Am Sammelpunkt der freiwilligen Helfer neben dem Bürgerhaus herrscht am Dienstagnachmittag entsprechend gedrückte Stimmung. Nur ein knappes Dutzend Menschen harrt an den aufgebauten Zelten aus. Fragen von Journalisten werden nicht beantwortet: „Wenden Sie sich an die Polizei“, sagte einer der Einsatzleiter lediglich. Gründe für die Zurückhaltung nennt er nicht.

Gähnende Leere im Bürgerhaus

Auch andere freiwillige Helfer vor Ort gaben sich wortkarg. Mehrere Frauen und Männer haben auf Bänken an einem Tisch Platz genommen, rauchen und trinken Kaffee. „Wir bekommen hier auch keine Informationen“, sagt ein junger Mann. Bei der Frage, ob heute denn schon ein Suchtrupp draußen war, herrscht Ratlosigkeit. „Wir warten ja darauf, dass wir loslegen können“, sagt einer. Wer denn diese Entscheidung treffen soll, weiß er aber auch nicht.

Im benachbarten Bürgerhaus herrscht gähnende Leere. Nur vier Menschen sitzen unten im Saal und unterhalten sich leise. Im Mitarbeiterbüro mag man Fragen zu den Helfern zunächst auch nicht beantworten. Unterstützung logistischer Art werde geleistet, sagt ein Mitarbeiter schließlich doch. Die Helfer nutzten die Toiletten im Bürgerhaus, auch den Strom bekommen sie von der Einrichtung. „Aber es sind bedeutend weniger geworden“, resümiert der Mann.

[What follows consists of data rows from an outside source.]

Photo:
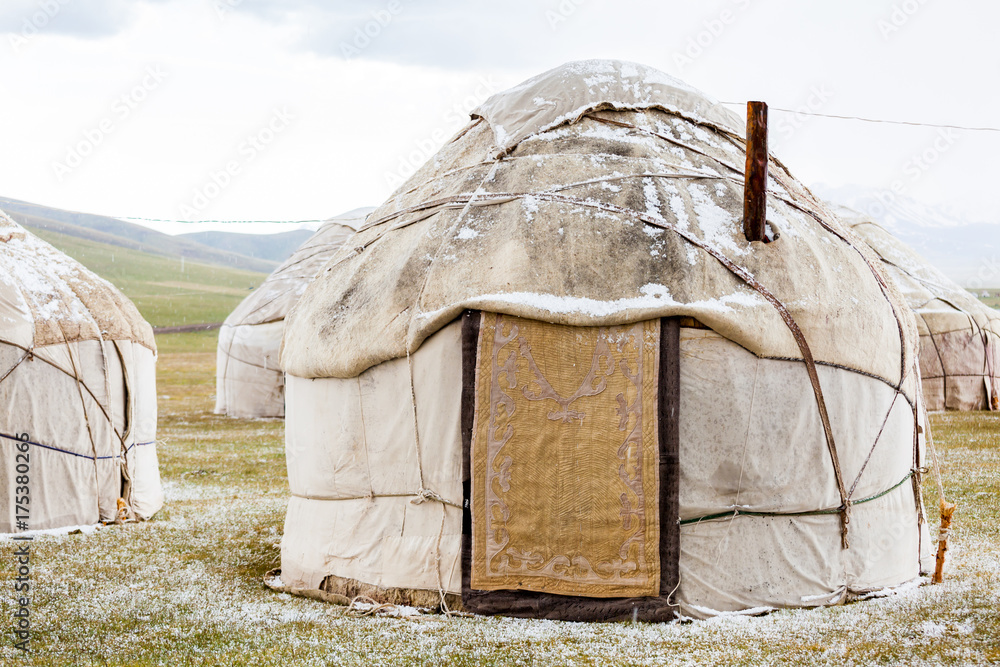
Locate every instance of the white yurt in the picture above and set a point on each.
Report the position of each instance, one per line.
(248, 378)
(552, 378)
(77, 393)
(959, 334)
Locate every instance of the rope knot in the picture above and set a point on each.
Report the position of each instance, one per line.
(423, 495)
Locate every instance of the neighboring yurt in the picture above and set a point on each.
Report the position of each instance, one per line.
(248, 378)
(552, 378)
(959, 335)
(77, 393)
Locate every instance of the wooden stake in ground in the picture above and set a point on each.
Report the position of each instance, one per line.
(947, 509)
(755, 179)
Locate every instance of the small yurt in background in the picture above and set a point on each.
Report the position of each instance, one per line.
(77, 392)
(552, 378)
(249, 381)
(959, 335)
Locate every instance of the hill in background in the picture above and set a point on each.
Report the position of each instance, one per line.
(967, 251)
(172, 281)
(168, 291)
(270, 247)
(111, 231)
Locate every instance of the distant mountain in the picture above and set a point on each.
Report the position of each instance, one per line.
(272, 247)
(966, 251)
(128, 235)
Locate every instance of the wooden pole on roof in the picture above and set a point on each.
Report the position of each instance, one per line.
(755, 181)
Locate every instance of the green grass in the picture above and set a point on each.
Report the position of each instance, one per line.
(185, 588)
(993, 300)
(164, 291)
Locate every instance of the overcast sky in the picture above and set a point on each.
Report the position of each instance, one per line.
(302, 109)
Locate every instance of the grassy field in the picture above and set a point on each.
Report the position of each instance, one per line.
(186, 589)
(993, 300)
(166, 292)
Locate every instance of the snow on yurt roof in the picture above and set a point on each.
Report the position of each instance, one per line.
(274, 298)
(566, 93)
(926, 289)
(47, 298)
(600, 193)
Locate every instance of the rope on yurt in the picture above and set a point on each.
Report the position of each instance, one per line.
(743, 460)
(833, 510)
(364, 438)
(6, 375)
(86, 418)
(424, 494)
(871, 451)
(465, 200)
(128, 417)
(947, 509)
(71, 453)
(739, 272)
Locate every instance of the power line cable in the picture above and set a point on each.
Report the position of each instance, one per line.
(966, 128)
(877, 120)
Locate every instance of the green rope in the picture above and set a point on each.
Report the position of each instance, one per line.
(737, 512)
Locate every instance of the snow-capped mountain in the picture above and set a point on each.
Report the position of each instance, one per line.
(967, 251)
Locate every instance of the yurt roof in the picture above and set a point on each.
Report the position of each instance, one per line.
(926, 289)
(272, 300)
(48, 298)
(600, 192)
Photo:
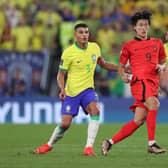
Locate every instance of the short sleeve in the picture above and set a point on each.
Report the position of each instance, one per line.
(162, 54)
(65, 61)
(98, 51)
(124, 56)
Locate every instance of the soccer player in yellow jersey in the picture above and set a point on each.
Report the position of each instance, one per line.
(79, 62)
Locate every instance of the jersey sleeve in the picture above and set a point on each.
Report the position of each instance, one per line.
(124, 56)
(162, 54)
(65, 61)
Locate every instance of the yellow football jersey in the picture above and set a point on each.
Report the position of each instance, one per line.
(166, 50)
(80, 65)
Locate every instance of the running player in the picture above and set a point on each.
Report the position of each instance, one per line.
(147, 58)
(79, 62)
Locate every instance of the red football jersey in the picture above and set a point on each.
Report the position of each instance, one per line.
(143, 56)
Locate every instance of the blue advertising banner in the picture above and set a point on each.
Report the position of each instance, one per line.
(48, 110)
(23, 69)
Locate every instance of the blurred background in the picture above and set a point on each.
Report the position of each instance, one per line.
(33, 34)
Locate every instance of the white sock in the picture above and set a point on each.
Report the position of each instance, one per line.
(92, 130)
(111, 141)
(57, 134)
(150, 143)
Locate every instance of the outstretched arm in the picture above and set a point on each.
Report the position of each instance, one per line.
(61, 84)
(106, 65)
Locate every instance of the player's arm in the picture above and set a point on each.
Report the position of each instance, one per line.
(106, 65)
(111, 67)
(161, 66)
(123, 75)
(61, 83)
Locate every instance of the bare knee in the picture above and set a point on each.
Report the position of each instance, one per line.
(93, 108)
(152, 103)
(139, 122)
(65, 125)
(66, 121)
(140, 116)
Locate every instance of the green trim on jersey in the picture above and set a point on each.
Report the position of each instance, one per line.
(62, 68)
(80, 47)
(95, 118)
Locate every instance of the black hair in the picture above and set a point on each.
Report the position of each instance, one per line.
(79, 25)
(141, 15)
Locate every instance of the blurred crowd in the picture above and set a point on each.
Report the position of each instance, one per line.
(39, 25)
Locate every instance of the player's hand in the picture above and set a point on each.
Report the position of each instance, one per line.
(128, 69)
(160, 67)
(62, 94)
(126, 78)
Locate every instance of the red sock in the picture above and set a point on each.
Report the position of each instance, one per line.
(125, 131)
(151, 124)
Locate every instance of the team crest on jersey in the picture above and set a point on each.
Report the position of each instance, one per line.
(155, 48)
(61, 62)
(68, 108)
(94, 58)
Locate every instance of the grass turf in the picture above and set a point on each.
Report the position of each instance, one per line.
(17, 143)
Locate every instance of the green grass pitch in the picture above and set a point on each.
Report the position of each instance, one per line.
(18, 141)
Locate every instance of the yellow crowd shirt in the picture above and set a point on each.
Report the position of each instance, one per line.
(80, 65)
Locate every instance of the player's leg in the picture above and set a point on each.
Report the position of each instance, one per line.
(127, 129)
(70, 107)
(90, 105)
(93, 127)
(59, 131)
(152, 103)
(57, 134)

Anwohnerin: "Toll, was die Schlaatzer geleistet haben"

Eine Anwohnerin kommt vorbei. „Ich finde es toll, was die Schlaatzer hier geleistet haben, wo das Viertel doch als Problemstadtteil gilt“, sagt sie. Mitgesucht hat sie aber nicht. Sie habe sich um ihre Kinder kümmern müssen.

Bis zum Wochenende will die Polizei weiterhin nach Elias suchen.